Well, as I’m in charge of the “educational portion” of our club meeting this saturday, I figured I would make a bunch of hop tea for tasting. I have 10 varieities, so it may work out well to compare them.
I planned on just using my coffee maker, puting about a cup of whole leaf hops in the brew basket, and go for it. Then just bottle into some 22 ouncers, cap, label, and “bob’s your uncle.”
I’ve tried making hop tea 3-4 times and each time it’s been some of the nastiest, most disgustingly vegetal stuff I’ve ever tasted. My thoughts would be “don’t do it!”.
On a Modern Marvels episode once, they showed the folks from DFH doing this to get an idea of the differences. When you DID make it, how did you do it?
I steeped the hops in water just off the boil.
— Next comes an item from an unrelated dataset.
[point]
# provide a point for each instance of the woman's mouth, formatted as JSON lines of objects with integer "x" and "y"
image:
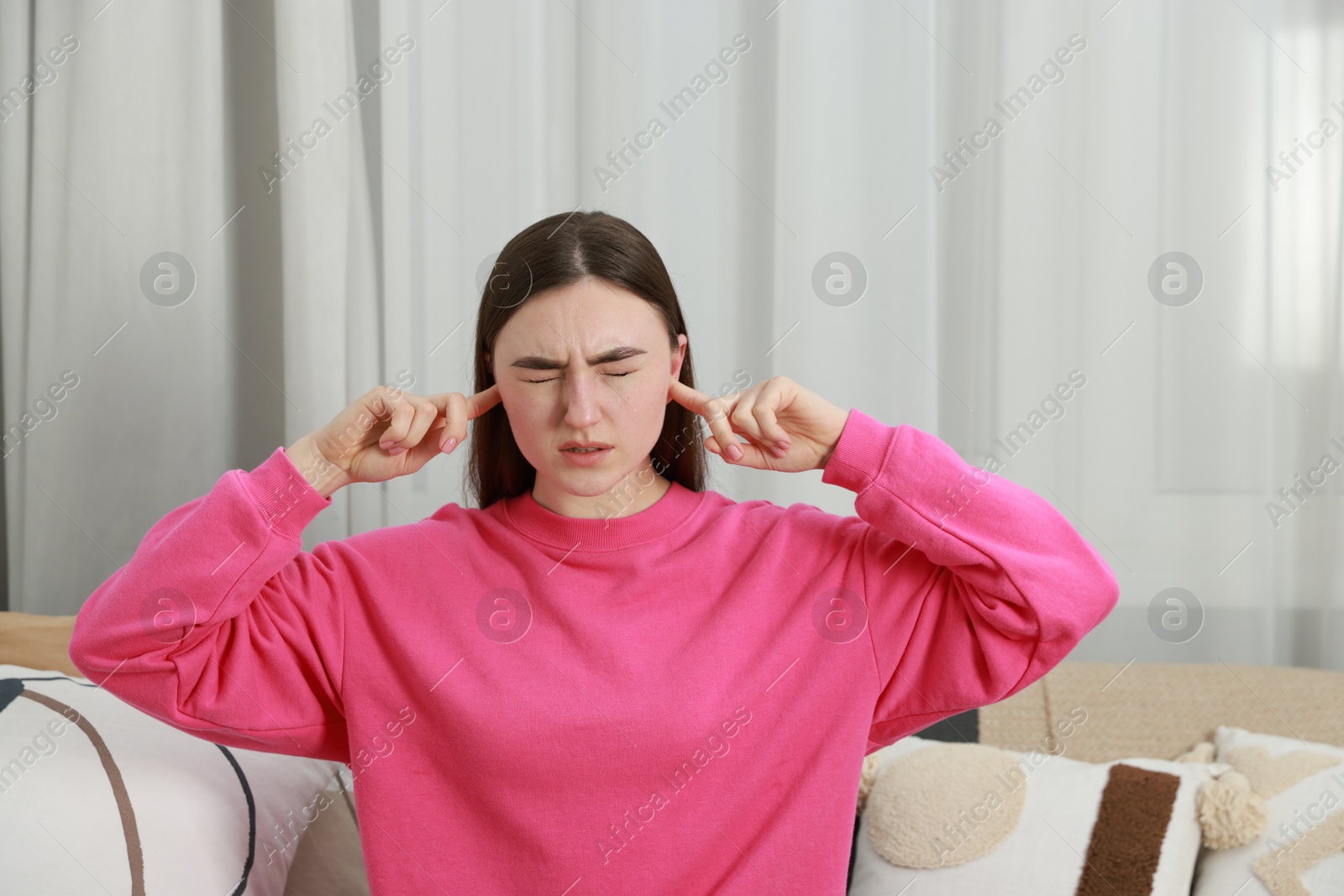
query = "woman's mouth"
{"x": 586, "y": 456}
A couple times I tried adjusting the water pH, but it didn’t seem to make much difference. I’ve heard that maybe my water was too hot. Or maybe it’s just my tastebuds. I’ll modify my advice to “try it and see what you think before you serve it to others”…how’s that?
I have to agree with Denny, its nasty stuff… but you will get educated if you do it. Just make sure you have something that can ‘clean’ your mouth out between and after and cleanse the palate inbetween… it truely is nasty tasting.
Maybe it’d be better to dry hop individual bottles for a week prior to the meeting. Use a cream ale or something fairly neutral. Then you’d get an idea of the flavor/aroma. It’d work better with pellets, and of course it’d probably foam like a banshee as soon as you dropped one in.
I’d love to try a bunch of single-hop brews. They had a tasting in St Louis last year, I think there were fifteen different brews. I didn’t find out about it till the day of, and couldn’t make it down there. I keep thinking I’ll line up some small fermentors and mash five gallons of wort, then boil 1gal batches with single hops. But that’d take effort. I do currently have at least a dozen different varieties in the freezer.
Wonder if it’d be better to brew the “tea” using wort? Might be slightly closer to the actual thing.